Feed the hamster: German retailer asks students to restock shelves
BERLIN (Reuters) – A German supermarket chain called on Monday for students whose universities have shut due to the coronavirus crisis to help it refill its shelves after shoppers stockpiled many essential goods, known as “hamstering” in German.
People across Europe have been panic-buying goods from toilet rolls to paracetamol as governments apply ever more stringent restrictions on daily life to try to curb the spread of a virus sweeping across the continent.
On Sunday, British food retailers came together to warn hoarding could lead to vulnerable people being left without, while Dutch Prime Minister Mark Rutte told shoppers on Friday to stop stockpiling.
Germany’s second-biggest supermarket group REWE said on Monday anybody who wanted to work in its stores could apply directly, without any complications, including students who might be looking for something to do because their universities are closed.
“We at REWE and Penny will continue to make sure that people in Germany are adequately supplied with food. Everyone can rely on this,” REWE chief executive Lionel Souque said of the group’s REWE supermarkets and Penny discount stores.
At one REWE store in central Berlin, the shelves had been stripped bare of toilet paper, tinned goods, long-life milk, flour and butter, while others were emptying quickly, even as store assistants hurried to refill the gaps.
The virus has been spreading rapidly in Germany and schools and nurseries across the country are closing this week until after the Easter holidays at the end of April, although residents have not yet been told to stay indoors.

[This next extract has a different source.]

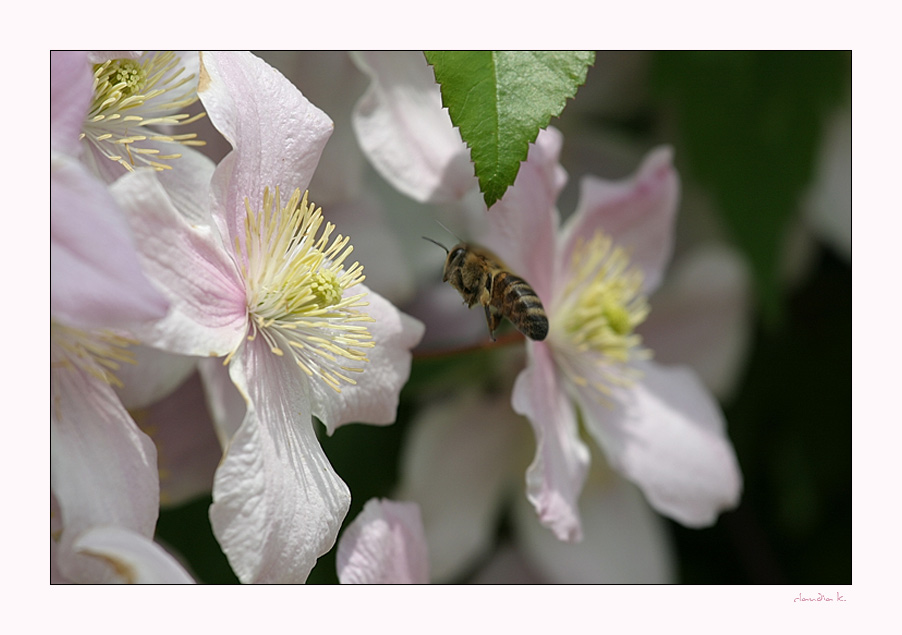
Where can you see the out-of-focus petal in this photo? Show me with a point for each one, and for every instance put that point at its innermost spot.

The German retail association (HDE) denied rumors on Sunday that opening hours of stores could be restricted and assured shoppers that its members could meet their needs, despite the strain on logistics.
“There are enough products on the market. Nevertheless, bottlenecks for one or the other product will be temporarily unavoidable,” said HDE general manager Stefan Genth.
“If all households stockpile for a longer period than usual, this can quickly overstretch the existing supply structures”.
To help move more goods from warehouses to stores, Germany’s federal states have relaxed a ban on Sunday driving for trucks and allowed work on Sunday for logistics and distribution.
Workers for food retailers would also get access to emergency daycare for their children when schools and nurseries close as the industry counts as part of critical infrastructure, the HDE said.
There were long lines at supermarkets in the southern German state of Bavaria even as it relaxed its usual tight limits on Sunday openings and said essential stores would be allowed to open on Sundays from midday to 6 p.m.
“There is no need for ‘hamster’ purchases,” said Bavarian state premier Markus Soeder.